All corporations, regardless of the fact that the holders of stock and the officers of the corporation are identical, are separate and distinct legal entities; and it follows that, in the absence of facts on which liability can be predicated, one such corporation is not liable for the debts of another. See Mannon v. R.A. Young & Sons Coal Co., 207 Ark. 98, 179 S.W.2d 457 (1944). “The fact that the officers of one corporation are also officers of another does not make the corporations the same, nor the acts of one the acts of the other.” Id. (citing 19 C.J.S. Corporations § 789, at 166). “The fact that some of the stockholders in one company had also stock in each of the other companies, and the fact that the general managers and officers of one company were also general managers and officers of another company, did not make these companies the same corporation, nor the acts of one the acts of the other.” Id. (citing Fort Smith Light & Traction Co. v. Kelley, 94 Ark. 461, 127 S.W. 975 (1910)).

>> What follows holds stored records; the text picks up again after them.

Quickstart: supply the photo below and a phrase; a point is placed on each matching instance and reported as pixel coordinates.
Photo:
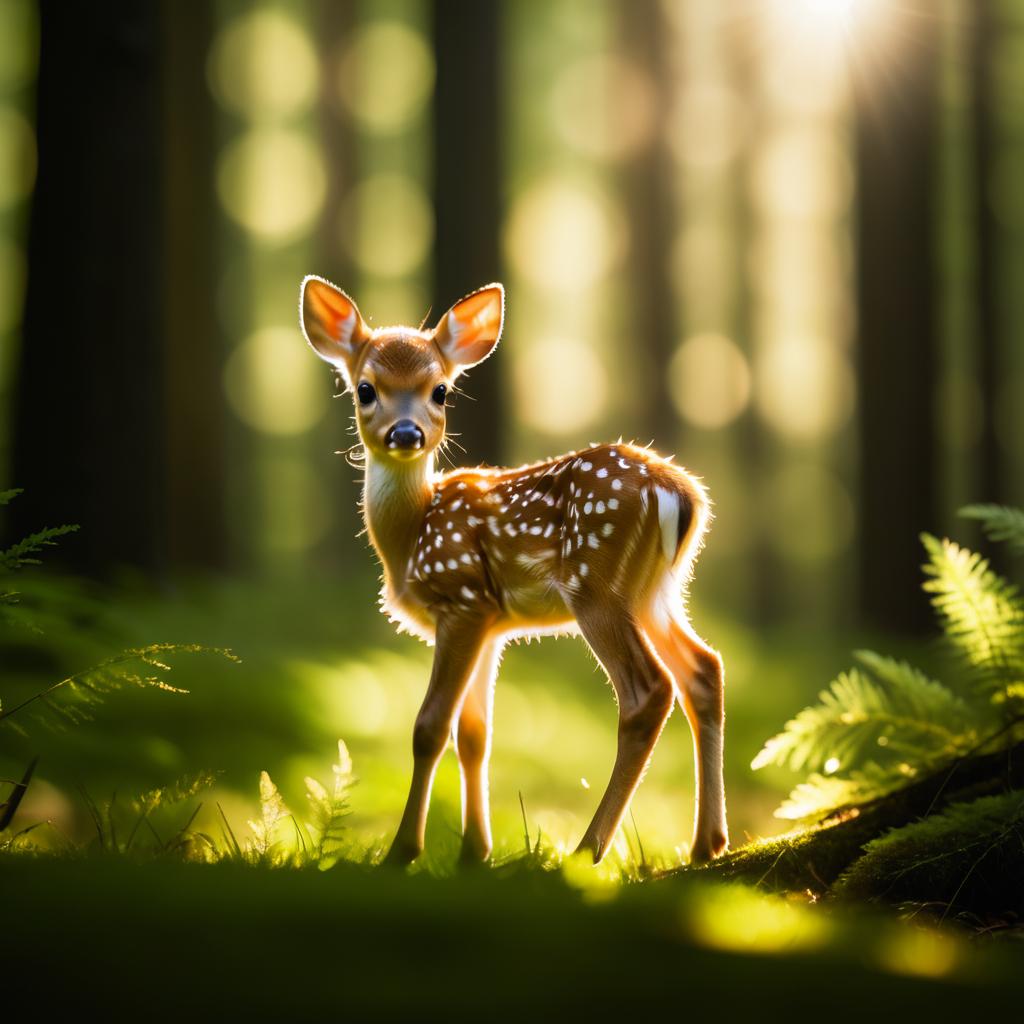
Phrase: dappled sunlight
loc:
(738, 920)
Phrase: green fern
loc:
(74, 697)
(981, 612)
(820, 796)
(892, 711)
(999, 522)
(885, 723)
(330, 809)
(264, 845)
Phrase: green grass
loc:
(166, 939)
(318, 664)
(126, 920)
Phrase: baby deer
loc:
(598, 542)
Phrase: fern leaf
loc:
(74, 697)
(999, 522)
(821, 795)
(980, 611)
(20, 553)
(272, 812)
(331, 808)
(899, 714)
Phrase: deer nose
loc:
(404, 434)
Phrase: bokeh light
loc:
(17, 157)
(263, 67)
(603, 105)
(272, 182)
(18, 43)
(561, 385)
(388, 224)
(295, 507)
(710, 380)
(804, 386)
(809, 513)
(803, 174)
(386, 76)
(273, 384)
(563, 235)
(707, 126)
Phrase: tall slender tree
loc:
(896, 121)
(193, 354)
(88, 438)
(468, 194)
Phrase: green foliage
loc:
(999, 523)
(963, 855)
(980, 612)
(74, 698)
(888, 708)
(280, 838)
(19, 554)
(885, 723)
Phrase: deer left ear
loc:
(468, 333)
(332, 324)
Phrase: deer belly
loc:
(535, 605)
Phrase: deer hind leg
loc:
(645, 699)
(699, 679)
(473, 747)
(459, 642)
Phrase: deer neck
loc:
(395, 498)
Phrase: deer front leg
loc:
(473, 748)
(700, 682)
(645, 698)
(458, 644)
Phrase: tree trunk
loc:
(896, 235)
(194, 353)
(467, 197)
(88, 437)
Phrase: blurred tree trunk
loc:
(896, 123)
(467, 198)
(986, 340)
(193, 360)
(649, 210)
(334, 20)
(88, 439)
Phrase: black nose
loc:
(404, 434)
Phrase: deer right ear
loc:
(332, 324)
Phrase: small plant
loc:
(884, 724)
(73, 698)
(282, 839)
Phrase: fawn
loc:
(598, 542)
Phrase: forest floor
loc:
(536, 931)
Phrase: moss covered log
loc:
(814, 858)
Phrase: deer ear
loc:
(468, 333)
(332, 324)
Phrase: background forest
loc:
(783, 239)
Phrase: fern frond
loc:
(272, 812)
(821, 795)
(19, 554)
(74, 697)
(1000, 522)
(331, 808)
(899, 714)
(981, 612)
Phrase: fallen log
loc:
(812, 859)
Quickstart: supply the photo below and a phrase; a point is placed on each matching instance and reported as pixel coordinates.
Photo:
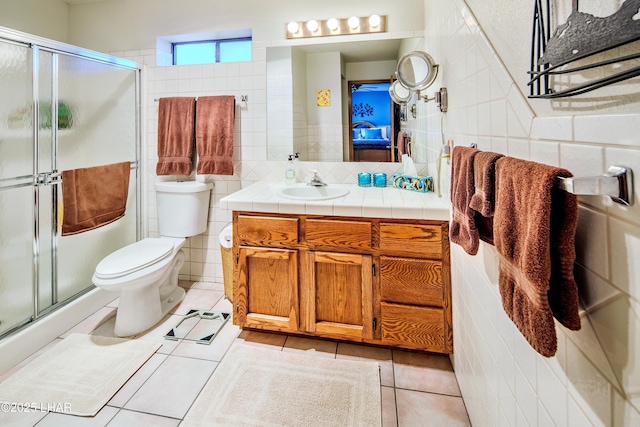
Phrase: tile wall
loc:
(594, 379)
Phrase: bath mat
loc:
(256, 386)
(78, 375)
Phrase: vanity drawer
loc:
(337, 235)
(416, 239)
(411, 281)
(420, 328)
(267, 231)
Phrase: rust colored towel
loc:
(402, 145)
(483, 199)
(93, 197)
(534, 231)
(214, 134)
(463, 230)
(175, 135)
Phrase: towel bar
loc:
(617, 183)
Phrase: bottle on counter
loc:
(290, 171)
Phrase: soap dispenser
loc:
(290, 172)
(296, 165)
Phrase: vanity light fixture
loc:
(353, 22)
(312, 25)
(292, 27)
(336, 27)
(333, 24)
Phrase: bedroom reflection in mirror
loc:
(372, 121)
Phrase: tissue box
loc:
(421, 184)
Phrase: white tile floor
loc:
(417, 389)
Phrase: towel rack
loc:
(617, 183)
(243, 98)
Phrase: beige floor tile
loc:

Appellants argue that'Appellees’ response to interrogatories and requests for production of documents support Appellants’ allegations that the corporate veil should be pierced. In their response to interrogatories, Appellees admit that (1) LIP technically has no members; (2) LIP has no operating agreement, books, or records; (3) LIP has no assets and that PHR paid for all of its bills; (4) that there are no contributions to capital made by any members of LIP or Pinnacle; and (5) there were no loans made by any member. However, based on our case law, PMS, LIP, and the individual LLCs are separate and distinct legal entities regardless of whether they include the same people. See Mannon, supra. Further, there have been no facts presented by Appellants upon which the individual LLCs can be held liable for the actions of PMS and LIP. Therefore, we affirm the circuit court’s grant of summary judgment on this point. Accordingly, because we hold that the circuit court erred in granting summary judgment on Buildings’s claim for breach of contract, we reverse and remand for further proceedings.
Reversed and remanded.
Hannah, C.J., concurs. Brown and Imber, JJ., not participating.